Creo que está complacido con las familias que se sacrifican y comparten, como la familia que visité hace una semana y con quienes almorcé. Había diez hijos maravillosos en esa familia—¡todos felices juntos, enfrentando todos sus problemas juntos, compartiendo todos sus limitados recursos juntos! Creo que el Señor Jesucristo sonríe cuando ve que más de cuatro mil hombres este último año—cuatro mil hombres con algunas de sus esposas y algunos de sus hijos, que estaban inactivos hace un año—hoy están felices en el reino, muchos de los cuales han ido al santo templo de Dios, han recibido sus investiduras y sellamientos, y con lágrimas de gratitud dan gracias al Señor por su programa.

Creo ver lágrimas de gozo en sus ojos y una sonrisa en sus labios al ver las veintiún mil nuevas almas que han venido a Él este año, que han profesado su nombre, que han entrado en las aguas del bautismo; y creo que ama también a quienes ayudaron a convertirlas.

Lo veo sonreír al ver a su numeroso pueblo de rodillas en arrepentimiento, cambiando sus vidas, haciéndolas más brillantes y limpias, más semejantes a su Padre Celestial y a su Hermano, Jesucristo.

Creo que se complace y sonríe al ver a los jóvenes organizando sus vidas y protegiéndose contra los errores de nuestros días.
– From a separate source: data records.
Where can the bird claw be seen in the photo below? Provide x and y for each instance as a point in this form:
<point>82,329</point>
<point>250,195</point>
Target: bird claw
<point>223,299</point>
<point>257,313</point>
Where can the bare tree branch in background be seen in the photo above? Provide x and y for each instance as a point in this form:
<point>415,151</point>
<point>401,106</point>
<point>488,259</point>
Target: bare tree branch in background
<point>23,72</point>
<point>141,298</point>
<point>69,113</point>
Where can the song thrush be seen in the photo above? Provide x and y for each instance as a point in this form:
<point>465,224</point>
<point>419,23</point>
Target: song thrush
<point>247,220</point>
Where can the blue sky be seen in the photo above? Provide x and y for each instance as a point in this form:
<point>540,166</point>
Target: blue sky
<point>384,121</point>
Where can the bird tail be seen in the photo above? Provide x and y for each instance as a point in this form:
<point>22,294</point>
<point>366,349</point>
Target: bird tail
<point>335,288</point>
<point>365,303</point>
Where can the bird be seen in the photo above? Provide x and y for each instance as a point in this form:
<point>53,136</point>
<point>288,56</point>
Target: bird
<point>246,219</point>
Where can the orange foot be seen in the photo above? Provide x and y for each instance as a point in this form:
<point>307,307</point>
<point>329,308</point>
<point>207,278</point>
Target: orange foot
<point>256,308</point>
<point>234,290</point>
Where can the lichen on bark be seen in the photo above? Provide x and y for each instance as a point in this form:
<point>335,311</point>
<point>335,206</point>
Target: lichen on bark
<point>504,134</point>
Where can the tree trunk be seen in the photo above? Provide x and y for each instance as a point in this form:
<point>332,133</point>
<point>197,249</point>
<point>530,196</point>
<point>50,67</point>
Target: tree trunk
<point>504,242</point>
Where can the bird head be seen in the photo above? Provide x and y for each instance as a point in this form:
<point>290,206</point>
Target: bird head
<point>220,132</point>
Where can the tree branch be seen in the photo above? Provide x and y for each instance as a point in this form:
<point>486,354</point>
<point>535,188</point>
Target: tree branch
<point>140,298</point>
Creo que primero se entristece, y luego tal vez se complace, cuando ve—así como debió haber visto hace unos días en mi oficina—una joven pareja que había cometido un error serio y que ahora estaba de rodillas, tomados de la mano fuertemente. Debió de haber gozo en su sonrisa al ver dentro de sus almas y ver que estaban haciendo el ajuste, mientras sus lágrimas bañaban mi mano, la cual había colocado tiernamente sobre las de ellos.

Oh, cuánto amo al Señor Jesucristo. Espero poder demostrarle y manifestarle mi sinceridad y devoción. Quiero vivir cerca de Él. Quiero ser como Él, y oro para que el Señor nos ayude a todos a ser como Él dijo a sus discípulos nefitas:

“¿Qué clase de hombres habéis de ser?” Y Él respondió a su propia pregunta:
“Así como yo soy.” (3 Nefi 27:27)

Y así, como dijo el élder ElRay L. Christiansen, salgo de esta conferencia decidido a vivir aún más cerca de mi Padre Celestial y de su Hijo Jesucristo de lo que he vivido jamás. Y oro por esto en Su nombre—en el nombre de Aquel a quien amo, adoro y reverencio, en el nombre de nuestro Señor, Salvador y Redentor, Jesucristo. Amén.